Grit : The Power of Passion and Perseverance

Grit : The Power of Passion and Perseverance

2016 • 304 pages

Ratings85

Average rating4

15
“There's a vast amount of research on what happens when we believe a student is especially talented. We begin to lavish extra attention on them and hold them to higher expectations. We expect them to excel, and that expectation becomes a self-fulfilling prophecy.”

I'm not giving this such a high rating because I'm totally sold on the premise or her research. Her theory has been challenged by other studies with equally intriguing findings which suggest that grit is not a trait that can be easily influenced because it's mostly determined by genetics while Duckworth claims that it's something that can be learned and trained. They also suggest there are so many more factors that influence someone's success while she chose to focus on this one specifically. Her book is heavy with anecdotal evidence from successful people from the US, which is a first world country offering privileges some people can only dream of, so you could say her samples are pretty skewed because the people she mentions already have a head start even people that were initially underprivileged simply because they later have access to opportunities which in other places are basically nonexistent.

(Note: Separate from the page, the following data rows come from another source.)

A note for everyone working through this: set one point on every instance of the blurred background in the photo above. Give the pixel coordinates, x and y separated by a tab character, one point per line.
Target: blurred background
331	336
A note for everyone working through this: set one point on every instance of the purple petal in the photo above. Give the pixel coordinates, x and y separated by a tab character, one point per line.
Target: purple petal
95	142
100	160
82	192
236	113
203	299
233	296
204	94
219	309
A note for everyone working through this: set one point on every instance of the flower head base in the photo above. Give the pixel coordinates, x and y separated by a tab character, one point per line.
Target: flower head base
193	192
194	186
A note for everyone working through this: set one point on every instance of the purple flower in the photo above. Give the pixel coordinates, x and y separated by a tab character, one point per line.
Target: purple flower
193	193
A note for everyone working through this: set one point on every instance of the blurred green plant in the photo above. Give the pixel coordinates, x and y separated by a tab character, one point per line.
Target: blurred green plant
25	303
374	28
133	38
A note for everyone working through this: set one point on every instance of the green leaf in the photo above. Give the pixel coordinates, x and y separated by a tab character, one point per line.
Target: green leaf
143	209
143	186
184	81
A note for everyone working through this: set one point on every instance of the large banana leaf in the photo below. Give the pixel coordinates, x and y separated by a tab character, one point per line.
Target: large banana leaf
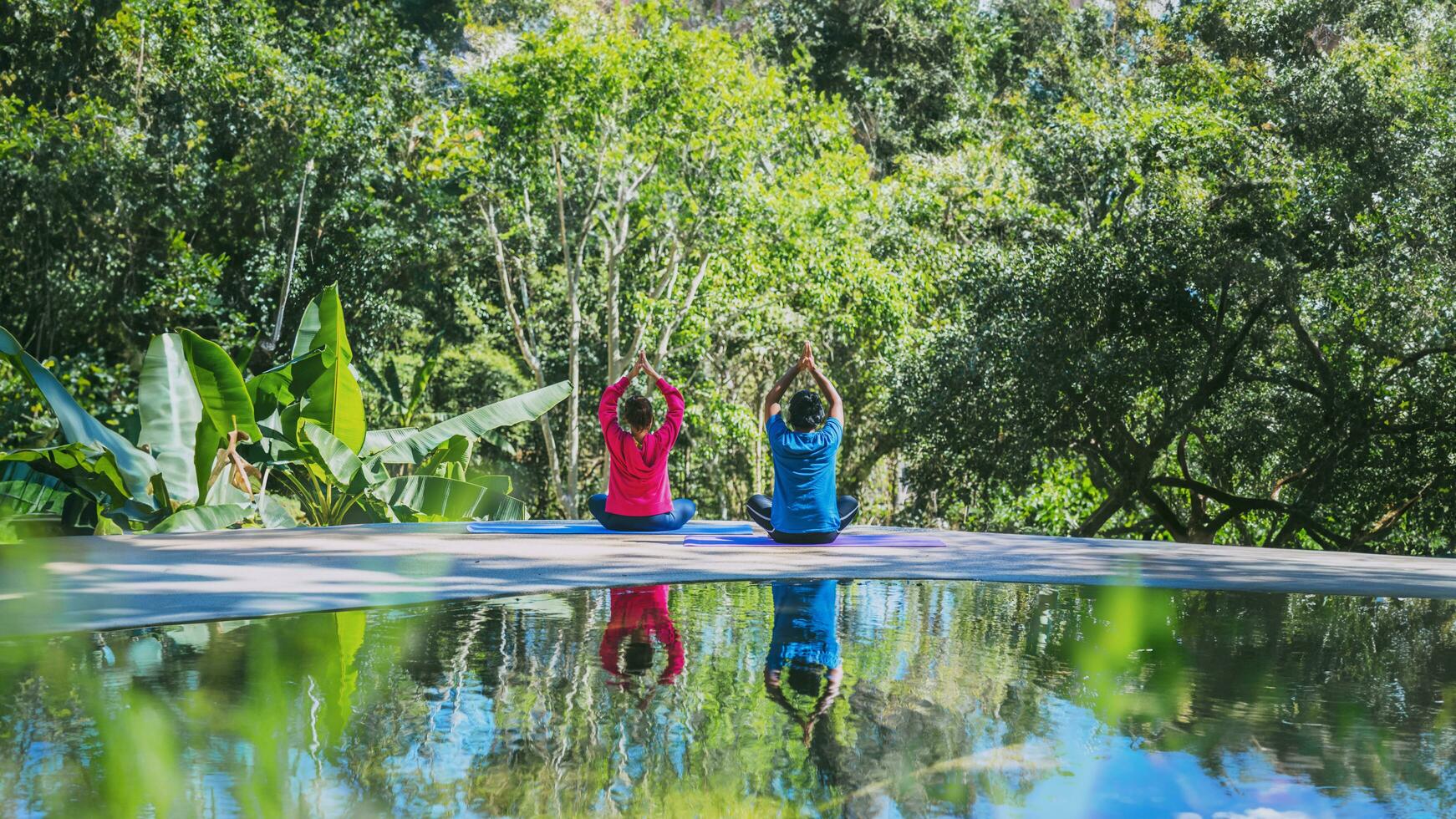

However, I did find a lot of value in this book, I do feel more inspired and hopeful. It might be a placebo, but at the end of the day, it doesn't matter that much to me. Having grown-up in an environment that placed so much emphasis on natural intelligence and talents, I was taught to always stick to what I'm immediately good at, avoid failure at all costs (because failure is something inherently bad) and other elements of a closed mindset. Based on my experience and that of the people around me, I realized this kind of thinking was detrimental to our development and throughout the years I've learned that people are so much more adaptable and can achieve so much more when they simply try harder and they believe they can make it, which is the opposite of what I've been taught to believe. Ironically, the easiest way to fail is to simply not try because you fear failure.

I don't necessarily think that grit the is main/only reason behind someone's success (what I mean by success is the achievement of one's personal goals whatever these may be, I'm not talking about the standard version of success: money and fame) but I do think it helps a lot. It feels that it should be common sense that applying grit (read as perseverance when odds seem to be against you) can only bring someone a step closer to what to what they want to accomplish. And even if it turns out to be true, that grit is mostly determined by genes, how could it hurt to try improving it, even if just by a little. Life can be unpredictable, messy, unfair but to give up on improving as a person and improving the quality of your life just because you were handed a certain genetic makeup is just adding to the unfairness of it all. I wish I'd learned this earlier.